Trans não é sinônimo de mentira ou falsidade

Pela milionésima vez: mulheres trans não “acham” que são mulheres em detrimento de “serem de verdade”.

Trans não é sinônimo de mentira ou falsidade. O gênero de pessoas cis não está mais ancorado numa suposta verdade previamente dada – seja por um destino biológico, psicológico ou social, fazendo alusão aqui à Beauvoir, vejam só – em comparação ao gênero de pessoas trans.

Pessoas cis “acham” que são homens ou mulheres a partir do mesmo critério de realidade ou ilusão que pessoas trans “acham” que são homens ou mulheres. Isso é o básico do básico sobre compreender que não existem identidades que seriam mais “reais” que outras ou outras mais “imaginárias” que outras.

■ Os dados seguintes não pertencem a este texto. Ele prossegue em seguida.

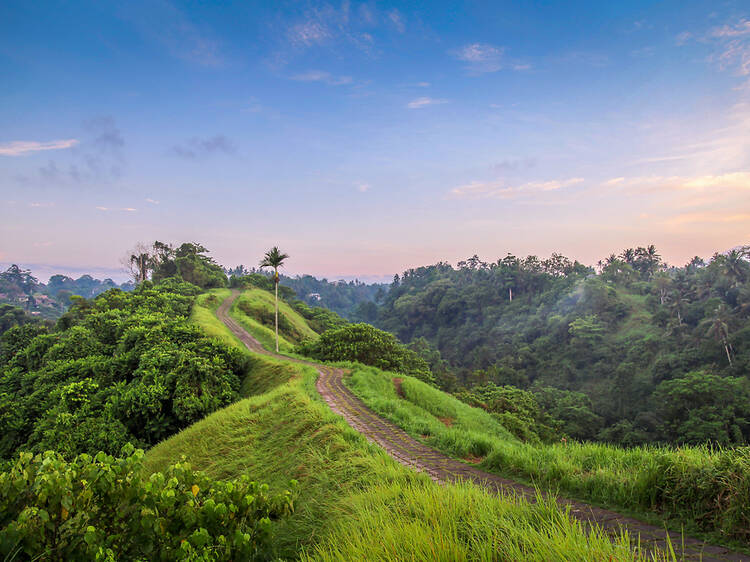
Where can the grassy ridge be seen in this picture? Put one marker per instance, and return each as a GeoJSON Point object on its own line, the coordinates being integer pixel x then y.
{"type": "Point", "coordinates": [254, 306]}
{"type": "Point", "coordinates": [204, 315]}
{"type": "Point", "coordinates": [707, 489]}
{"type": "Point", "coordinates": [355, 502]}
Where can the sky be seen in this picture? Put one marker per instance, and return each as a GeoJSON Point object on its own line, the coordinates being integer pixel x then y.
{"type": "Point", "coordinates": [365, 138]}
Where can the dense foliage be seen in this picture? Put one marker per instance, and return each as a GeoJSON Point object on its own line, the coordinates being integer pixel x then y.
{"type": "Point", "coordinates": [319, 318]}
{"type": "Point", "coordinates": [516, 409]}
{"type": "Point", "coordinates": [365, 344]}
{"type": "Point", "coordinates": [11, 316]}
{"type": "Point", "coordinates": [188, 262]}
{"type": "Point", "coordinates": [619, 344]}
{"type": "Point", "coordinates": [125, 367]}
{"type": "Point", "coordinates": [106, 508]}
{"type": "Point", "coordinates": [344, 298]}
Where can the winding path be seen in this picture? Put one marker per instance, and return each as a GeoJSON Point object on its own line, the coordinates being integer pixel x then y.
{"type": "Point", "coordinates": [441, 468]}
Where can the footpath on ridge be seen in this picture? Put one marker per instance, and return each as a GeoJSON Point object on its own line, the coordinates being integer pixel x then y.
{"type": "Point", "coordinates": [442, 468]}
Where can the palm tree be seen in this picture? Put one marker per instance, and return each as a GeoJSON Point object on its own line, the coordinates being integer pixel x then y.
{"type": "Point", "coordinates": [275, 258]}
{"type": "Point", "coordinates": [140, 264]}
{"type": "Point", "coordinates": [735, 267]}
{"type": "Point", "coordinates": [719, 329]}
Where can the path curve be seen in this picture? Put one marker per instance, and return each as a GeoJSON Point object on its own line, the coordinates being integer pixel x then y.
{"type": "Point", "coordinates": [441, 468]}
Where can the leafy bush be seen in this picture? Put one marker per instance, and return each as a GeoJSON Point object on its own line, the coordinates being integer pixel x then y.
{"type": "Point", "coordinates": [368, 345]}
{"type": "Point", "coordinates": [516, 409]}
{"type": "Point", "coordinates": [106, 508]}
{"type": "Point", "coordinates": [125, 367]}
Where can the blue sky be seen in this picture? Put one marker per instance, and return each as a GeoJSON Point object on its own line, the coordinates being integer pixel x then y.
{"type": "Point", "coordinates": [365, 138]}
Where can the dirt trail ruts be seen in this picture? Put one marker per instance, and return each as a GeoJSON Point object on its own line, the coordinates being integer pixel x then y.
{"type": "Point", "coordinates": [441, 468]}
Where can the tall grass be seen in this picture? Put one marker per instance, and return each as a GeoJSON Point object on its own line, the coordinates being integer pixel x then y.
{"type": "Point", "coordinates": [357, 503]}
{"type": "Point", "coordinates": [707, 489]}
{"type": "Point", "coordinates": [255, 304]}
{"type": "Point", "coordinates": [457, 523]}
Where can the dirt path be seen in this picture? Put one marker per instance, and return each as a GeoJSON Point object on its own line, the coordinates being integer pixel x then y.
{"type": "Point", "coordinates": [441, 468]}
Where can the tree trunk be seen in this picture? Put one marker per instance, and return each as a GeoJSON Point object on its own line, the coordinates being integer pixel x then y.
{"type": "Point", "coordinates": [277, 313]}
{"type": "Point", "coordinates": [729, 357]}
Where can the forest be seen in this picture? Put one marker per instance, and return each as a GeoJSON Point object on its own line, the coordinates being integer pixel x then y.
{"type": "Point", "coordinates": [632, 351]}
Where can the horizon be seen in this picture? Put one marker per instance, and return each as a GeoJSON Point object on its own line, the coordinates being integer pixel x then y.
{"type": "Point", "coordinates": [364, 137]}
{"type": "Point", "coordinates": [120, 275]}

Nenhuma teoria que se pretende minimamente crítica poderia sustentar a tese de que a crença das pessoas cis em afirmarem o que são se sustenta de forma mais “real” do que as das pessoas trans a não ser que ela incorra em ESSENCIALISMO e reforce e pressuponha equivocadamente a naturalidade da condição de cisgeneridade.

Pessoas cis não tem “sexo” em detrimento de pessoas trans terem “identidade de gênero” na medida em que justamente o MESMO processo que sustenta a “ilusão” das pessoas trans sustentar a crença de que pessoas cis simplesmente sejam do sexo a qual elas foram designadas ao nascer. Pessoas cis não são da Terra em detrimento de pessoas trans serem de Plutão; vejam só, o processo que faz as pessoas trans se subjetivarem a partir da transgeneridade é o mesmo processo que sustenta a possibilidade das pessoas cis acreditarem serem o que são com base numa crença numa biologia, numa teoria social ou psicológica.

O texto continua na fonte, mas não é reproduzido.